I have half a mind to act offended. But the other half is too tired to bother. “Don’t worry. I’ve lost interest in your ridiculous love life already. The only thing inside that house I care about is the bed I plan to collapse in until morning.”
“Works for me.” His hand twists and pushes. Then he steps aside. “After you.”
I give a slight bow of my head to thank him as I go by. As soon as I do, I can’t help but wonder why we always bother with manners when we’re constantly being dicks to each other. Good upbringing, I guess.
“You’re home!” a semi-unpleasant squeal reaches us from somewhere inside the house. I'm sure it's delightful under any other circumstances. Tonight, everything feels like an assault on my battered nervous system.
Shortly after her exuberant greeting echoes down the hall, a plucky little redhead comes bounding around the corner, ready to launch herself into someone’s arms.

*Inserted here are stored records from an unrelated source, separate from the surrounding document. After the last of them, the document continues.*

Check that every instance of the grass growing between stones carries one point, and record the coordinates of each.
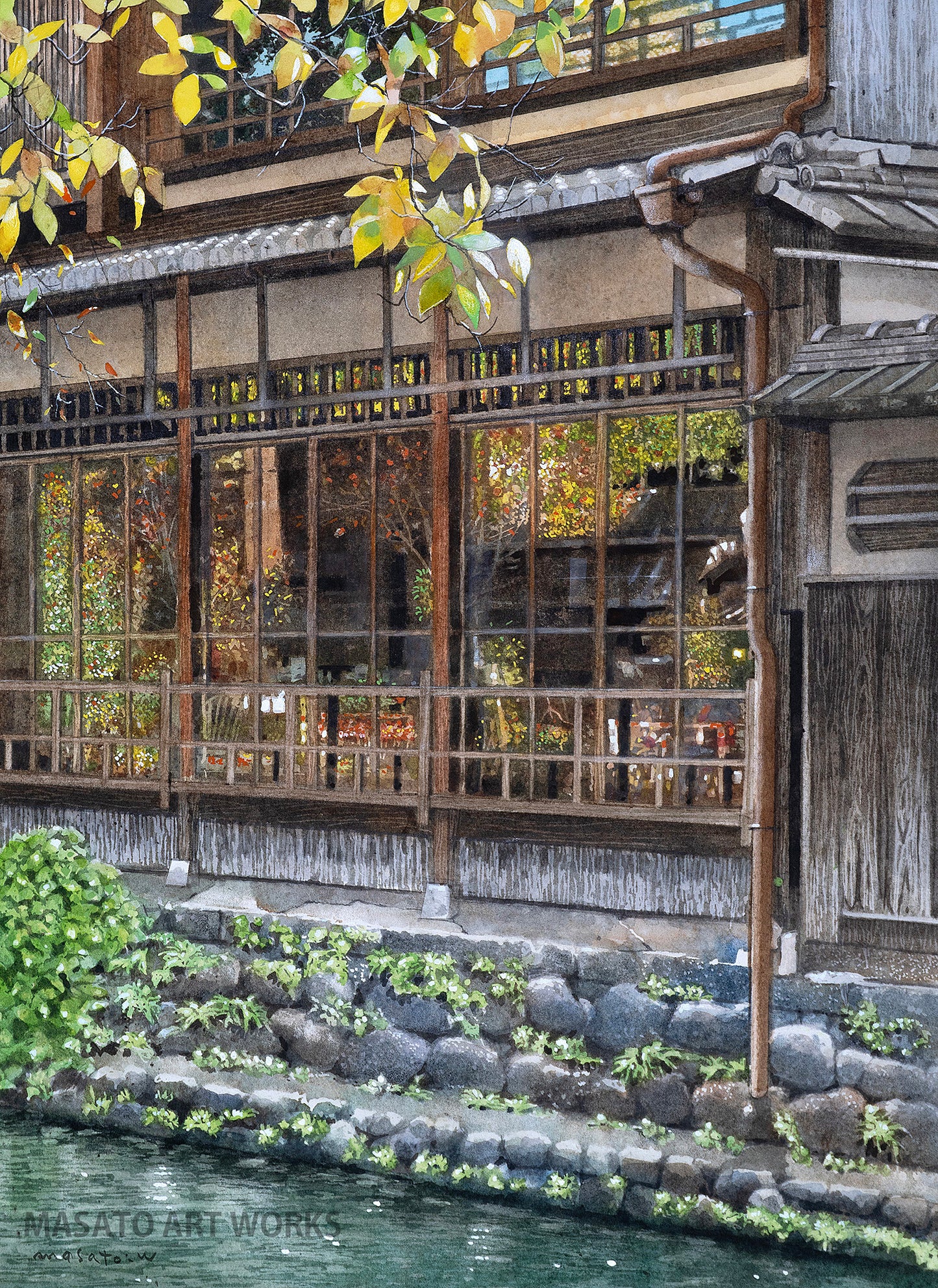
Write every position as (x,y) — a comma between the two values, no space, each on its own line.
(819,1230)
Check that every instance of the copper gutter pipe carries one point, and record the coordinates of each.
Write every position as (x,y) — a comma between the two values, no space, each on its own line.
(667,214)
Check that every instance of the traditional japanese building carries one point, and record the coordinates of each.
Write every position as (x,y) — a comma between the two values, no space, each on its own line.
(632,604)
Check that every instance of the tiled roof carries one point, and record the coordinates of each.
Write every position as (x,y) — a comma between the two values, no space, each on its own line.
(280,241)
(856,372)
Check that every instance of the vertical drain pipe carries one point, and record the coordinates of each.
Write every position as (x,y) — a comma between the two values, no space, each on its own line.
(667,215)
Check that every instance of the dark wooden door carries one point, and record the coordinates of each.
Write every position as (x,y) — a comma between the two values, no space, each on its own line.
(871,777)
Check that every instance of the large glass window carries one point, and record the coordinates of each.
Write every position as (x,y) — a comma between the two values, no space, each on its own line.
(607,554)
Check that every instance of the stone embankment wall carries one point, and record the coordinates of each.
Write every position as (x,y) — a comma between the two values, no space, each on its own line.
(579,1134)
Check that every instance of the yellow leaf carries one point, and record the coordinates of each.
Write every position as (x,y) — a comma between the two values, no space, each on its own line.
(128,168)
(17,62)
(10,155)
(370,101)
(103,154)
(44,30)
(164,65)
(187,101)
(9,231)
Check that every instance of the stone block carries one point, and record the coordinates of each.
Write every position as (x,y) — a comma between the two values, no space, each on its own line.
(732,1111)
(920,1122)
(767,1198)
(566,1156)
(392,1054)
(804,1193)
(680,1175)
(665,1100)
(803,1058)
(852,1201)
(907,1212)
(624,1017)
(459,1062)
(711,1028)
(549,1005)
(526,1149)
(599,1160)
(481,1148)
(829,1121)
(219,1097)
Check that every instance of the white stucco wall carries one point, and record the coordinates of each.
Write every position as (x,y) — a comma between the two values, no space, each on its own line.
(853,443)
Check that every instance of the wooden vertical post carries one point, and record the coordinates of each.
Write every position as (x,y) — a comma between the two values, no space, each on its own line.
(439,572)
(184,511)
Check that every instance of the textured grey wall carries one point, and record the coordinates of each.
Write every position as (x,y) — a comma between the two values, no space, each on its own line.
(884,58)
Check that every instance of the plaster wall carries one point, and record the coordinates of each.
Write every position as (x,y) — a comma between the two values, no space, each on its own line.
(871,293)
(852,446)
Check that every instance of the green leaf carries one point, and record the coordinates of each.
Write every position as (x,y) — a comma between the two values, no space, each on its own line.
(471,303)
(616,16)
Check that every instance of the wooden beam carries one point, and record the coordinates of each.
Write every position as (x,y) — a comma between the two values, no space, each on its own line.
(441,830)
(184,515)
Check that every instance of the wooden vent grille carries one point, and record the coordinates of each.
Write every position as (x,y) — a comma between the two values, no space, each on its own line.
(893,505)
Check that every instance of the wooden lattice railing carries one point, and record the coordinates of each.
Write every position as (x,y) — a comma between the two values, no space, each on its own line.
(678,754)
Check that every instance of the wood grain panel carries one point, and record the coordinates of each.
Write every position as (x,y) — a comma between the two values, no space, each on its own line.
(871,751)
(580,876)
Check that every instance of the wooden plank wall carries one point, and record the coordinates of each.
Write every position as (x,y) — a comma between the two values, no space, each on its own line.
(872,751)
(582,876)
(883,58)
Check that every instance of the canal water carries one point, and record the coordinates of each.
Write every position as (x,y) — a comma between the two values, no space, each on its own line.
(83,1209)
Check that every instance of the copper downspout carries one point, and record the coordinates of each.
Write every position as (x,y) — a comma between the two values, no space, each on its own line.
(667,214)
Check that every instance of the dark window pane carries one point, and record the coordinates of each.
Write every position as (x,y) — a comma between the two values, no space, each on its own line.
(404,531)
(643,473)
(344,536)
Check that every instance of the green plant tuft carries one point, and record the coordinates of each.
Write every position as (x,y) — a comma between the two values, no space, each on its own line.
(883,1037)
(641,1064)
(661,990)
(62,919)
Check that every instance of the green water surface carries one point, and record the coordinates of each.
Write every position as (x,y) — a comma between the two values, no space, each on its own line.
(182,1206)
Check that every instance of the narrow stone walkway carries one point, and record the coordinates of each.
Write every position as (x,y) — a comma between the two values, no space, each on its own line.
(391,910)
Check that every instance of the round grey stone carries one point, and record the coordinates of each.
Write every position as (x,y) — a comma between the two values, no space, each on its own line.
(550,1005)
(324,988)
(710,1028)
(425,1015)
(391,1054)
(803,1058)
(665,1100)
(624,1017)
(526,1149)
(459,1062)
(481,1148)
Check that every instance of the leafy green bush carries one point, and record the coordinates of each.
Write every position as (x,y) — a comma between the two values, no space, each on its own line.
(641,1064)
(661,990)
(244,1012)
(429,975)
(527,1038)
(62,919)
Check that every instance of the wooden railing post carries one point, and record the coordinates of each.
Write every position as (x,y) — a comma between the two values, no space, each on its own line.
(441,834)
(184,512)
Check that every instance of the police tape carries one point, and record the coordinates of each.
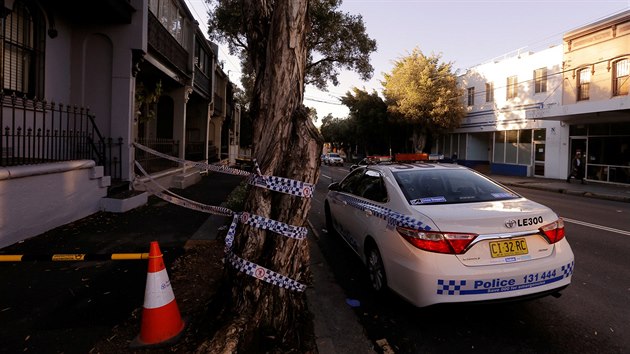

Not mine. Because she stops short when she sees me heading her way first.
“You’re not Jovi.”
“How very observant you are.” I plaster on a smile before Jovi can jab me with his elbow. “You must be Casey.”
“Liz is staying here tonight,” he announces, scooting past us both, skipping over introductions and greetings alike. “Just pretend she’s invisible and soundless. Trust me, you’ll prefer her that way.”
He rounds the corner of the entry hall and disappears, leaving me and Casey to stand here, locked in our pre-collision stance.